When Nell’s footsteps had faded into the distance, Emma tried again. “Grayson—about last night. I can’t tell you how sorry I am. My behavior was inexcusable and I apologize.”
“Oh, I don’t know....” Grayson leaned back against the banister and sighed. “Had it coming, I suppose.”
“That may be true,” Emma said, “but it shouldn’t have come from me.”
The duke smiled wryly. “I’ve gotten plenty of it from Kate since then. Kate and everyone else. Even Crowley, preoccupied as he is, found time to sniff disapprovingly in my direction when I stopped by to look in on Mattie. But, then, Kate always was his great favorite.”
“How’s Mattie doing?” Emma asked.
Grayson’s smile faded and his brown eyes clouded over. “Time will tell,” he replied gravely. “Dr. Singh believes that she’ll recover from her physical injuries readily enough, but as for the rest ...” Grayson sank down onto the stairs, as though too burdened by misery to consider finding a more comfortable spot. “It’s my fault, of course. I can’t help thinking that, had I been more welcoming to Susannah—”

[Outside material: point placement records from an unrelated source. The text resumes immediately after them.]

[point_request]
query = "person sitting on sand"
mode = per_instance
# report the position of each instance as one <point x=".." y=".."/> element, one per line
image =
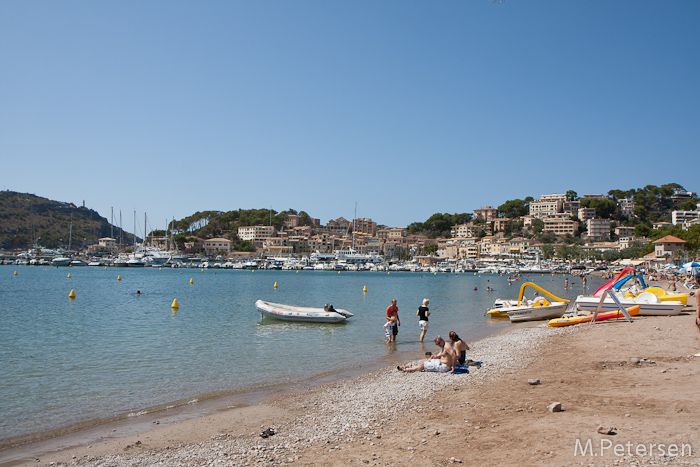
<point x="389" y="328"/>
<point x="459" y="346"/>
<point x="443" y="362"/>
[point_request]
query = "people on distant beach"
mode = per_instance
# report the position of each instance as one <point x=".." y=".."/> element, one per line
<point x="393" y="310"/>
<point x="459" y="346"/>
<point x="443" y="362"/>
<point x="389" y="329"/>
<point x="423" y="314"/>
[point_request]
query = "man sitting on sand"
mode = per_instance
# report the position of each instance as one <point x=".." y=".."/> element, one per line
<point x="443" y="362"/>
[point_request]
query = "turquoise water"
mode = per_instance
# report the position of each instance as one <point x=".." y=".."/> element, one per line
<point x="110" y="352"/>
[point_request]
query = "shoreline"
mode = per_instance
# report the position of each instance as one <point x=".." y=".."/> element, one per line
<point x="351" y="415"/>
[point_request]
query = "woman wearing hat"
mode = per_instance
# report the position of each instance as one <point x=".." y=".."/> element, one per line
<point x="423" y="314"/>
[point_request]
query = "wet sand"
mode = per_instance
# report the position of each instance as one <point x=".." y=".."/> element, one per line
<point x="638" y="379"/>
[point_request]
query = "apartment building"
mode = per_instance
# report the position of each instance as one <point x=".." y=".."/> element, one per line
<point x="391" y="233"/>
<point x="256" y="233"/>
<point x="466" y="230"/>
<point x="668" y="245"/>
<point x="598" y="228"/>
<point x="586" y="213"/>
<point x="559" y="225"/>
<point x="217" y="245"/>
<point x="547" y="205"/>
<point x="626" y="206"/>
<point x="365" y="226"/>
<point x="680" y="217"/>
<point x="488" y="213"/>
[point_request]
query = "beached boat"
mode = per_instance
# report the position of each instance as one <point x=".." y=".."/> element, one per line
<point x="568" y="321"/>
<point x="327" y="314"/>
<point x="649" y="304"/>
<point x="61" y="261"/>
<point x="532" y="310"/>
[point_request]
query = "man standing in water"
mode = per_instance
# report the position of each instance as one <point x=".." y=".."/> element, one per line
<point x="697" y="310"/>
<point x="393" y="310"/>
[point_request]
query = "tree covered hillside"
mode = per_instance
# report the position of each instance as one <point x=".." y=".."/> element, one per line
<point x="27" y="220"/>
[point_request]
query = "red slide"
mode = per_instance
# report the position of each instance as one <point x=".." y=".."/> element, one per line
<point x="610" y="283"/>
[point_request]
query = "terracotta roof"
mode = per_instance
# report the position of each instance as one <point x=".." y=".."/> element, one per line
<point x="669" y="239"/>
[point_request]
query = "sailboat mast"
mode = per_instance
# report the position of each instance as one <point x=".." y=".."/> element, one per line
<point x="354" y="220"/>
<point x="70" y="231"/>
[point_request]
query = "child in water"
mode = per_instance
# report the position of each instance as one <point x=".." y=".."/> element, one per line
<point x="389" y="328"/>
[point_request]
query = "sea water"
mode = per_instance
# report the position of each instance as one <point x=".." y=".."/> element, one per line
<point x="111" y="352"/>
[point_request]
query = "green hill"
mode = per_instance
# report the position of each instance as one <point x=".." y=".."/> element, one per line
<point x="27" y="220"/>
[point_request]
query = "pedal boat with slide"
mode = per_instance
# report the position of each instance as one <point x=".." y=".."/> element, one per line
<point x="283" y="312"/>
<point x="530" y="310"/>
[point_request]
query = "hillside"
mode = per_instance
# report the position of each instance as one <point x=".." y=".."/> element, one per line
<point x="27" y="220"/>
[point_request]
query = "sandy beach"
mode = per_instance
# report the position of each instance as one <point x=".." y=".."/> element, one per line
<point x="638" y="380"/>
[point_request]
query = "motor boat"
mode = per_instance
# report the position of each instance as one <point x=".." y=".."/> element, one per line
<point x="531" y="310"/>
<point x="327" y="314"/>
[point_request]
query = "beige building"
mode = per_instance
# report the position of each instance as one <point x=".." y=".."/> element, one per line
<point x="547" y="205"/>
<point x="626" y="206"/>
<point x="668" y="245"/>
<point x="572" y="207"/>
<point x="391" y="233"/>
<point x="586" y="213"/>
<point x="681" y="217"/>
<point x="256" y="233"/>
<point x="559" y="225"/>
<point x="466" y="230"/>
<point x="500" y="224"/>
<point x="598" y="228"/>
<point x="365" y="226"/>
<point x="217" y="245"/>
<point x="291" y="221"/>
<point x="624" y="231"/>
<point x="488" y="213"/>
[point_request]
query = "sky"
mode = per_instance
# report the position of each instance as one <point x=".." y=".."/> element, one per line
<point x="403" y="108"/>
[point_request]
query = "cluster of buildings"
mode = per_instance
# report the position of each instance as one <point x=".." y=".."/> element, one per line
<point x="482" y="238"/>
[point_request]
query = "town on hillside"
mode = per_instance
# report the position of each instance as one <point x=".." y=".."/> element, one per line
<point x="661" y="225"/>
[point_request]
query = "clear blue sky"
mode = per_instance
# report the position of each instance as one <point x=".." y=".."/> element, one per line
<point x="406" y="107"/>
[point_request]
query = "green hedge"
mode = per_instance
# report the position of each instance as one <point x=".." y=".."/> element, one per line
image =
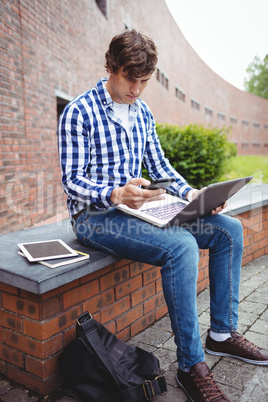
<point x="200" y="154"/>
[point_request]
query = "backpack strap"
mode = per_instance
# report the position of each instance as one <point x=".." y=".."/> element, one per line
<point x="146" y="391"/>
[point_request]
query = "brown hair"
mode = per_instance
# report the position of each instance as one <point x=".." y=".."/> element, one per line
<point x="134" y="51"/>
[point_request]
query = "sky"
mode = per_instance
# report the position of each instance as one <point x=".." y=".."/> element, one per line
<point x="226" y="34"/>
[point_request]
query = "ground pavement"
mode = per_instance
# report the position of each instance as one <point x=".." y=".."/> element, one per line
<point x="240" y="381"/>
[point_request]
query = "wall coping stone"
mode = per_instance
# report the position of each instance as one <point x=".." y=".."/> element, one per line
<point x="34" y="277"/>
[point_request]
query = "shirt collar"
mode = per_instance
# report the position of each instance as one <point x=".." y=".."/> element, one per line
<point x="105" y="97"/>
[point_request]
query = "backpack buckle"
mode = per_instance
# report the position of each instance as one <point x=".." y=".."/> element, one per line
<point x="162" y="384"/>
<point x="148" y="390"/>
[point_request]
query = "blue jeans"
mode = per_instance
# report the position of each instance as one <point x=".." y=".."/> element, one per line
<point x="176" y="250"/>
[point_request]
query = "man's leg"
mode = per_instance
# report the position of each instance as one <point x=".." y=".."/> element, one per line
<point x="223" y="236"/>
<point x="174" y="249"/>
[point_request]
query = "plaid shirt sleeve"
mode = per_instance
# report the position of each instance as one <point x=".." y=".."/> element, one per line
<point x="97" y="154"/>
<point x="74" y="152"/>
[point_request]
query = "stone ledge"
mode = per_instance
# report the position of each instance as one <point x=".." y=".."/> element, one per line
<point x="33" y="277"/>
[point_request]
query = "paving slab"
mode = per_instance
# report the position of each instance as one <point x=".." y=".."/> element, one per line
<point x="240" y="381"/>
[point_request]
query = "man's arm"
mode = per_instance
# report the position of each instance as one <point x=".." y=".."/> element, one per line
<point x="74" y="153"/>
<point x="133" y="196"/>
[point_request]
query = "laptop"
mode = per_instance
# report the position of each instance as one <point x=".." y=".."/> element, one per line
<point x="175" y="211"/>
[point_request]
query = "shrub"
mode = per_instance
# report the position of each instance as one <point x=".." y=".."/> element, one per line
<point x="200" y="154"/>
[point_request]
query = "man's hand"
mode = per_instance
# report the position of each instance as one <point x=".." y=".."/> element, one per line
<point x="133" y="196"/>
<point x="194" y="193"/>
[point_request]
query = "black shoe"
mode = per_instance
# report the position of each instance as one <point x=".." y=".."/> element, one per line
<point x="199" y="384"/>
<point x="239" y="347"/>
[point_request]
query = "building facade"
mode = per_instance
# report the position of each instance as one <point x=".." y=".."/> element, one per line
<point x="54" y="50"/>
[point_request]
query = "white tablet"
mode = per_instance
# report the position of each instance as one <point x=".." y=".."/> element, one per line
<point x="46" y="250"/>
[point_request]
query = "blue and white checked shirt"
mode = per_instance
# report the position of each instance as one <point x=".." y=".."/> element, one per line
<point x="97" y="154"/>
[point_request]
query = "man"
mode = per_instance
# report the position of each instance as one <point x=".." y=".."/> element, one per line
<point x="105" y="135"/>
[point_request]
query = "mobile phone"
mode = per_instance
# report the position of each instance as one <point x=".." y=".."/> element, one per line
<point x="160" y="183"/>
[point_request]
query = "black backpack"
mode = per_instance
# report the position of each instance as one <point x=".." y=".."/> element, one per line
<point x="103" y="368"/>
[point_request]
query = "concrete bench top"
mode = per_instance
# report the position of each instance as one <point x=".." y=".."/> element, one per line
<point x="15" y="270"/>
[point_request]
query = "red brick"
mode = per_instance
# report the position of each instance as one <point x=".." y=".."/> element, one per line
<point x="79" y="294"/>
<point x="46" y="329"/>
<point x="11" y="321"/>
<point x="151" y="275"/>
<point x="115" y="310"/>
<point x="33" y="347"/>
<point x="142" y="294"/>
<point x="153" y="303"/>
<point x="114" y="278"/>
<point x="128" y="287"/>
<point x="21" y="306"/>
<point x="142" y="323"/>
<point x="138" y="267"/>
<point x="98" y="302"/>
<point x="161" y="311"/>
<point x="11" y="355"/>
<point x="128" y="318"/>
<point x="42" y="368"/>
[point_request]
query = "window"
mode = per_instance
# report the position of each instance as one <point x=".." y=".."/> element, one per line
<point x="180" y="94"/>
<point x="102" y="4"/>
<point x="208" y="111"/>
<point x="195" y="104"/>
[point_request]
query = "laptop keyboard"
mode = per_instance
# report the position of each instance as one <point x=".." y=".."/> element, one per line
<point x="166" y="211"/>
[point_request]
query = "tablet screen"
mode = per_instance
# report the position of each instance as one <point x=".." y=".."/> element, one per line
<point x="46" y="250"/>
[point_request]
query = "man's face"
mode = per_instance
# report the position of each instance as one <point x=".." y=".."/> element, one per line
<point x="126" y="89"/>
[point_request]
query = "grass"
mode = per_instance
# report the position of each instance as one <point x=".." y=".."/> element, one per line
<point x="249" y="165"/>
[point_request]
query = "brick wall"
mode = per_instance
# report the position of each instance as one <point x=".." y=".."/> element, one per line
<point x="54" y="49"/>
<point x="126" y="297"/>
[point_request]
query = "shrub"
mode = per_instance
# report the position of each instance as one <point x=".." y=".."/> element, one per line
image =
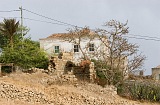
<point x="140" y="90"/>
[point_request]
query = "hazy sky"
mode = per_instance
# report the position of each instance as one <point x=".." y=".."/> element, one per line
<point x="143" y="19"/>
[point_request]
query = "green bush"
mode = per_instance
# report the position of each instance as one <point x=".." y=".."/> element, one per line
<point x="26" y="54"/>
<point x="140" y="90"/>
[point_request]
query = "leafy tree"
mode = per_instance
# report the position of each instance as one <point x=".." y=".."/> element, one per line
<point x="122" y="57"/>
<point x="9" y="28"/>
<point x="115" y="57"/>
<point x="25" y="54"/>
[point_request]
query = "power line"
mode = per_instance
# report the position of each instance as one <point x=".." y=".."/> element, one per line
<point x="142" y="38"/>
<point x="52" y="19"/>
<point x="68" y="24"/>
<point x="145" y="36"/>
<point x="44" y="21"/>
<point x="10" y="11"/>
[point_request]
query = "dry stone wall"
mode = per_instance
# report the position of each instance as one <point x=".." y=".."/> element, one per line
<point x="9" y="91"/>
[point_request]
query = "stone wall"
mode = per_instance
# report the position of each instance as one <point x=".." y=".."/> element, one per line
<point x="12" y="92"/>
<point x="80" y="73"/>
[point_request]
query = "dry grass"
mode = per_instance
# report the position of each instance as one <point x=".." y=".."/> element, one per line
<point x="38" y="81"/>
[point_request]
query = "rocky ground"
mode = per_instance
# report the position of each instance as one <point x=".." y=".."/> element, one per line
<point x="42" y="89"/>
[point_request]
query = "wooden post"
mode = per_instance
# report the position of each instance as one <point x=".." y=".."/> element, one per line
<point x="0" y="69"/>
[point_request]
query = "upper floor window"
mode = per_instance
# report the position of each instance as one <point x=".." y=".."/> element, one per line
<point x="56" y="49"/>
<point x="76" y="48"/>
<point x="91" y="47"/>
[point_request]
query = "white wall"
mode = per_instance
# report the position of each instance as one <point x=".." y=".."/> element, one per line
<point x="65" y="46"/>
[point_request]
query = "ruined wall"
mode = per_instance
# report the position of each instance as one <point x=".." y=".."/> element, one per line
<point x="81" y="73"/>
<point x="9" y="91"/>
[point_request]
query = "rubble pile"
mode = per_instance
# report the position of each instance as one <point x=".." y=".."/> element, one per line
<point x="38" y="91"/>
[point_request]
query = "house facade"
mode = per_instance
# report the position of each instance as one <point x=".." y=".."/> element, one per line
<point x="57" y="43"/>
<point x="156" y="73"/>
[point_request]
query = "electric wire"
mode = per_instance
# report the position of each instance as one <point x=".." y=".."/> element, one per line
<point x="68" y="24"/>
<point x="10" y="11"/>
<point x="51" y="18"/>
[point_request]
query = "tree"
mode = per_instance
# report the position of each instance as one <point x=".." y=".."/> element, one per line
<point x="9" y="28"/>
<point x="122" y="57"/>
<point x="25" y="54"/>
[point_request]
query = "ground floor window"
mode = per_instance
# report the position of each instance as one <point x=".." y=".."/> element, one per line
<point x="91" y="47"/>
<point x="56" y="49"/>
<point x="76" y="48"/>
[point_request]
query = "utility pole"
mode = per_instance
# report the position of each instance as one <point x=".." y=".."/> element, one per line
<point x="21" y="9"/>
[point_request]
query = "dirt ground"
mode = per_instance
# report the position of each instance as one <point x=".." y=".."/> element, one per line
<point x="80" y="93"/>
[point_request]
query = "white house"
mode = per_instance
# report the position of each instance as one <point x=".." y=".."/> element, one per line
<point x="57" y="43"/>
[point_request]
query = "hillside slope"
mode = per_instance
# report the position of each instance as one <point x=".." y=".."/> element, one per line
<point x="35" y="89"/>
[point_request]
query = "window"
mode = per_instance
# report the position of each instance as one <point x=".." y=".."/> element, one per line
<point x="76" y="48"/>
<point x="56" y="49"/>
<point x="91" y="47"/>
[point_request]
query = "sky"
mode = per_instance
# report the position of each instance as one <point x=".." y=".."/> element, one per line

“Hold on a minute, Grayson.” The birdcage arbor would have to wait. Emma looked down at the duke’s slumping shoulders and remembered the way he’d showered the staff with praise for creating Lex Rex, shrugging off his own contributions. The duke’s generous nature seemed reserved for others; he kept all the blame for himself.
“Before you start the mea culpas, may I remind you of a few things?” Emma sat beside Grayson on the steps, rested her hands on the padded knees of her gardening trousers, and regarded the duke with sympathetic eyes. “I don’t mean to speak ill of the ... ill, but Susannah did show up here without an invitation. She used a very tenuous family connection to move herself and her manager into your home for an unspecified amount of time. While she was here, she hounded Derek and insulted your staff. She was rude, overbearing, and malicious, and her sole purpose in coming here was to ruin you because of something your father did. I’m not saying that Susannah deserved to be hit in the head with a grub hoe, but ...” Emma put her hand on the duke’s shoulder. “Under the circumstances, I’d say that you were more than gracious to your cousin.”